3.7 Employee Benefits

• Short term employee benefits are recognized as an expense in the Statement of Profit and Loss of the year in which the related services are rendered.

• Payment to defined contribution plan is recognized as expense when employees have rendered services. Re-Measurements of the defined benefit liability/asset comprising actuarial gains and losses are recognized in other comprehensive income.

• The liability for gratuity, a defined benefit plan is determined using the projected unit credit method, on the basis of actuarial valuations carried out by third party actuaries at each balance sheet date. Re-Measurements comprising actuarial gains and losses arising from experience adjustments and changes in actuarial assumptions are charged / credited to Other Comprehensive Income in period in which they arise. Other costs are accounted for in Statement of Profit and Loss.

• Liability in respect of compensated absences due or expected to be availed within one year from the Balance Sheet date is estimated on the basis of valuation carried out by third party actuaries at each Balance Sheet date. Re-Measurements comprising actuarial gains and losses arising from experience adjustments and changes in actuarial assumptions are charged / credited to profit and loss in the period in which they arise.

• Share based compensation benefits are recognised in the profit and loss in the year in which the same is granted as per Employees Share Purchase Scheme/ JSPL Employees Stock Option Plan of the Company.

The Company has created an Employee Benefit Trust (Trust) for providing share-based payment to its employees. The Company uses the Trust as a vehicle for distributing shares to employees under the employee remuneration schemes. The Trust buys shares of the Company from the market, for giving shares to employees. The Company treats Trust as its extension and shares held by the Trust are treated as treasury shares.
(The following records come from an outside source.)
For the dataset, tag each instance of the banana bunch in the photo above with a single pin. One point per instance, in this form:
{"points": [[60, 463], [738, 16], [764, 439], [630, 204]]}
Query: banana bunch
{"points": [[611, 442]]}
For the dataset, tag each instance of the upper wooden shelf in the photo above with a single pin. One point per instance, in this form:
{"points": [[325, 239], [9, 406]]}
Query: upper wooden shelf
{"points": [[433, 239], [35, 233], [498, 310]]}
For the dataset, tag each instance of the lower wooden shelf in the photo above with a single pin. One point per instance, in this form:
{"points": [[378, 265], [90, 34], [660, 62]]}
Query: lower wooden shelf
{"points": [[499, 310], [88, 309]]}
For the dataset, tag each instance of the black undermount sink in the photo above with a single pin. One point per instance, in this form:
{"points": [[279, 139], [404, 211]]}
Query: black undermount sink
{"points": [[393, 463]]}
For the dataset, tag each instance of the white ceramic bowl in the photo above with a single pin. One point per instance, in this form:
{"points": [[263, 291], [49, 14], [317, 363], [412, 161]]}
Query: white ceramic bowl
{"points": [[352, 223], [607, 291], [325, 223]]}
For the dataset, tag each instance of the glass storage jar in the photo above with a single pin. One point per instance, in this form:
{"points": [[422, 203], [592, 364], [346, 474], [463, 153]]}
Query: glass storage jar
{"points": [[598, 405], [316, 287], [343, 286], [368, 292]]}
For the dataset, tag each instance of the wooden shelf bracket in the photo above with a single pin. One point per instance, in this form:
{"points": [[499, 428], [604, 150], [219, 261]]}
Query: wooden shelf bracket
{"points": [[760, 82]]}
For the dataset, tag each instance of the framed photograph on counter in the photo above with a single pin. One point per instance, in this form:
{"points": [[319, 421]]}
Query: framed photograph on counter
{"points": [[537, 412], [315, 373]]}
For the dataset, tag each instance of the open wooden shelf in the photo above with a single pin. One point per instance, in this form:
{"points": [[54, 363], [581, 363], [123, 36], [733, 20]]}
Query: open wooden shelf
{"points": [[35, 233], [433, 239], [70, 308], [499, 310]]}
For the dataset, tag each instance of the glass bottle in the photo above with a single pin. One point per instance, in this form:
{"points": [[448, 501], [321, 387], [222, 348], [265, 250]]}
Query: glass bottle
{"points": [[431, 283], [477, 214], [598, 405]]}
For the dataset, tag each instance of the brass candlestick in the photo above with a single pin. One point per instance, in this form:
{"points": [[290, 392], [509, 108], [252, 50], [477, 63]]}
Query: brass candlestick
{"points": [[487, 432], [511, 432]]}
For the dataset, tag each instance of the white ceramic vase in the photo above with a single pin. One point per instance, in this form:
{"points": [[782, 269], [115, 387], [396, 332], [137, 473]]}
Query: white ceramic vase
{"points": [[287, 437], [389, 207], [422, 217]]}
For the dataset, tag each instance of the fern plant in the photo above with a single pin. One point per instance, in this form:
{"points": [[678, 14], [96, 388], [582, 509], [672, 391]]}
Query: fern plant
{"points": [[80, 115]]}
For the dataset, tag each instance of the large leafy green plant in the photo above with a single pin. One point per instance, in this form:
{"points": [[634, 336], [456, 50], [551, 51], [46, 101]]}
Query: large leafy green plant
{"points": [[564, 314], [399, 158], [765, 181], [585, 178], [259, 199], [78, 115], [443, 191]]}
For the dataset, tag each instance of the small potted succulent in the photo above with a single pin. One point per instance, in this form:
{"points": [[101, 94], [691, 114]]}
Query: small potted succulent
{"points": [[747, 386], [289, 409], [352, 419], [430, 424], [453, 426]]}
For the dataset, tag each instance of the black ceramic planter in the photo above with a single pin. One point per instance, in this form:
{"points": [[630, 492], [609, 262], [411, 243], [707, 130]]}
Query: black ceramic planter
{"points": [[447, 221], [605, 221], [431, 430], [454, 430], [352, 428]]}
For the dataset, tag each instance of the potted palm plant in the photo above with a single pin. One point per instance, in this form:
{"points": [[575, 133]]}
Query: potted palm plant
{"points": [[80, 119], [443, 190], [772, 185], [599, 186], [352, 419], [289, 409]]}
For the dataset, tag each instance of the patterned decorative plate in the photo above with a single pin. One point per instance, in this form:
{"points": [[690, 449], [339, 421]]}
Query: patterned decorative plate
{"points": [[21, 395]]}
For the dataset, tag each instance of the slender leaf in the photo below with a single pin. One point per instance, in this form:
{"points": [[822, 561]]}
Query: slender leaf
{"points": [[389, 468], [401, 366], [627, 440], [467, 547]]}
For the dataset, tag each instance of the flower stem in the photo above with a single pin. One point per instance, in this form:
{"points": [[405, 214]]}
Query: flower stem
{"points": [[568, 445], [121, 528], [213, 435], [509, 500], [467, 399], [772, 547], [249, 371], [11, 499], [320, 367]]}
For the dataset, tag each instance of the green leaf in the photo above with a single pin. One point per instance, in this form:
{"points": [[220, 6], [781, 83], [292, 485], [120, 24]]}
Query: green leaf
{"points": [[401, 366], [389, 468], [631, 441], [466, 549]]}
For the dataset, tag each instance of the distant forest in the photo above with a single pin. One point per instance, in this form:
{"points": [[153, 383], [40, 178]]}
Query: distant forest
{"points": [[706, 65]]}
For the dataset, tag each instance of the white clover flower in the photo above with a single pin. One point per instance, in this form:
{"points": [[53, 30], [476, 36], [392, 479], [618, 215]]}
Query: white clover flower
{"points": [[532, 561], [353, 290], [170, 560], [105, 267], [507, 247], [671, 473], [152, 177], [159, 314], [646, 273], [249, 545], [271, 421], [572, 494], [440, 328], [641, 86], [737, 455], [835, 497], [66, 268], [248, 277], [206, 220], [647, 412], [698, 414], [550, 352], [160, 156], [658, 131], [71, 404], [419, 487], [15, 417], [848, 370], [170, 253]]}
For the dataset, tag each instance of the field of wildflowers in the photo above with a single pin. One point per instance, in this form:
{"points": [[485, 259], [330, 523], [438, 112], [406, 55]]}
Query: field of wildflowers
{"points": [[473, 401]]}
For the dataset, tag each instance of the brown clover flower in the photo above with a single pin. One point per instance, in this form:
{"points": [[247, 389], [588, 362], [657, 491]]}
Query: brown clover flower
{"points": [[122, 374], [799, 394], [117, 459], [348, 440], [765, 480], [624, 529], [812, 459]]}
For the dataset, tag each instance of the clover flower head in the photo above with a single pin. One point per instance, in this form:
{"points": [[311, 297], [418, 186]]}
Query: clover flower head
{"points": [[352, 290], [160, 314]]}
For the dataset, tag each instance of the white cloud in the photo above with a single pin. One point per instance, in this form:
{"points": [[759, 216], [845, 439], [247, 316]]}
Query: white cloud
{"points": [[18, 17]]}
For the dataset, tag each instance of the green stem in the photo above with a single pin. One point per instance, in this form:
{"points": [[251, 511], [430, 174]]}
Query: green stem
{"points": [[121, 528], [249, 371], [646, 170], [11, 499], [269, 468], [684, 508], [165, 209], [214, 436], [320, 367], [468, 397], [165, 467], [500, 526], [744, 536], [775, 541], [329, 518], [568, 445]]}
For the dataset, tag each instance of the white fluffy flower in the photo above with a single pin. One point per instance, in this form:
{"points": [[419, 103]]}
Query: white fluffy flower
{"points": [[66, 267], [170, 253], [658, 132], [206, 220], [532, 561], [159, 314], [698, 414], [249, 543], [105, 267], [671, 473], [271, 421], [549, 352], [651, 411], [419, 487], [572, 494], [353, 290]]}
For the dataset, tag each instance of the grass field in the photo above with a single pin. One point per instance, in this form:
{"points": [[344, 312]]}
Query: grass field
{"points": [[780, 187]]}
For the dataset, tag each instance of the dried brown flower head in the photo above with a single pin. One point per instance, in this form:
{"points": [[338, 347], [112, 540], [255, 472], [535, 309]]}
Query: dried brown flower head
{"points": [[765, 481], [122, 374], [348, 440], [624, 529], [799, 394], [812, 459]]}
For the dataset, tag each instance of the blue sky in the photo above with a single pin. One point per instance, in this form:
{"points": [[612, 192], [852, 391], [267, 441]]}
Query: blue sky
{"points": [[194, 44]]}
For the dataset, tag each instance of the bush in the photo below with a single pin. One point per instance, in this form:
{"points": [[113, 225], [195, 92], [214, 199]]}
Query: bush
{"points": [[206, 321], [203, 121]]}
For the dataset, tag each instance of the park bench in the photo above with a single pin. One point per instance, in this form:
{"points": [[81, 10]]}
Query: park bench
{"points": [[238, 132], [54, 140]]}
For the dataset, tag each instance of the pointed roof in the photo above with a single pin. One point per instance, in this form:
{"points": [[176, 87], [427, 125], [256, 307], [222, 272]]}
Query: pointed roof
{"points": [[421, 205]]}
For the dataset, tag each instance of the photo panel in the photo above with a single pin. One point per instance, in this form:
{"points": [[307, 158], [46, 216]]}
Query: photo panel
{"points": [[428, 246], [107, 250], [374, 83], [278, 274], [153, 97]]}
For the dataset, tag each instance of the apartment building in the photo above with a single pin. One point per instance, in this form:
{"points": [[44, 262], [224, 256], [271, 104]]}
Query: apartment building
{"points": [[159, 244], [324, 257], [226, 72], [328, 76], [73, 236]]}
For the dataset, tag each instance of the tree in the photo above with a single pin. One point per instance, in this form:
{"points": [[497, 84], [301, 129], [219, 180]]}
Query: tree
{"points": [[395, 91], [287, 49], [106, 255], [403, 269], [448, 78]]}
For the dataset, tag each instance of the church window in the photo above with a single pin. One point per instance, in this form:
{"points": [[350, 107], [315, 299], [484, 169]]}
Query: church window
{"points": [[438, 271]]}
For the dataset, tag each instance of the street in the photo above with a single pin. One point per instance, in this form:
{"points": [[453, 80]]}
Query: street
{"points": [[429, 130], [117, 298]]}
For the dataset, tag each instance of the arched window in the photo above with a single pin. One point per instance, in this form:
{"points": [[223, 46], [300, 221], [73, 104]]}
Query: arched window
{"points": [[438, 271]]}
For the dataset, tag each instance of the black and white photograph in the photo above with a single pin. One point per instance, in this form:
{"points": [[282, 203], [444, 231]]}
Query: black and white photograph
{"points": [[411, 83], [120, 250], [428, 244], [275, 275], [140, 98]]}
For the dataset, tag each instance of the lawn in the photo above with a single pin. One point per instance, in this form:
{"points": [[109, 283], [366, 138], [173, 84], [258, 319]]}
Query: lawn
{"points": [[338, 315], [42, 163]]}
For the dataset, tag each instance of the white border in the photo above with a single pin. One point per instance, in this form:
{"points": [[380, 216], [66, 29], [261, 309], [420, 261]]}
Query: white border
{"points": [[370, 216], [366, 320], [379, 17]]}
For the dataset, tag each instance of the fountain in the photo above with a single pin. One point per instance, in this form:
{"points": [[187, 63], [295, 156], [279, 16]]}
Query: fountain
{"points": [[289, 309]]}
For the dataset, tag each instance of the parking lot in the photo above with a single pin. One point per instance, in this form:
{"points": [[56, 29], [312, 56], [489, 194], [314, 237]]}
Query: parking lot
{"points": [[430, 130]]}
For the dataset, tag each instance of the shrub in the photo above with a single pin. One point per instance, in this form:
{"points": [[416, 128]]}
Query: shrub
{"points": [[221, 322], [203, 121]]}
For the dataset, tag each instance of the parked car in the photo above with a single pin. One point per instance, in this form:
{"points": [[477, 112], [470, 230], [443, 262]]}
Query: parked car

Own equity instruments that are reacquired (treasury shares) are recognised at cost and deducted from Equity. No gain or loss is recognised in profit and loss on the purchase, sale, issue or cancellation of the Company's own equity instruments. Any difference between the carrying amount and the consideration, if reissued, is recognised in other equity. Share options exercised during the reporting year are satisfied with treasury shares.

3.8 Taxes on income

Tax expense comprises current and deferred tax. Current income-tax is measured at the amount expected to be paid to the tax authorities in accordance with the Income-tax Act, 1961 enacted in India and tax laws prevailing in the respective tax jurisdictions where the company operates. The tax rates and tax laws used to compute the amount are those that are enacted or substantively enacted, at the reporting date.

Deferred tax is provided on temporary difference arising between the tax bases of assets & liabilities and their carrying amounts for financial reporting purposes at the reporting date. Deferred tax is measured using the tax rate that are expected to apply in the year when the asset is realized or the liability is settled based on the tax rates and the tax laws enacted or substantively enacted at the reporting date. Deferred tax relating to items recognized directly in equity/ OCI is recognized in equity/OCI and not in the statement of profit and loss.

Deferred tax asset is recognized to the extent that it is probable that sufficient future taxable profit will be available against which the deductible temporary differences and the carry forward unused tax credits and unused tax losses can be utilized. The carrying amount of deferred tax assets is reviewed at each reporting date and reduced to the extent that it is no longer probable that sufficient taxable profit will be available to allow all or part of the deferred tax asset to be utilized.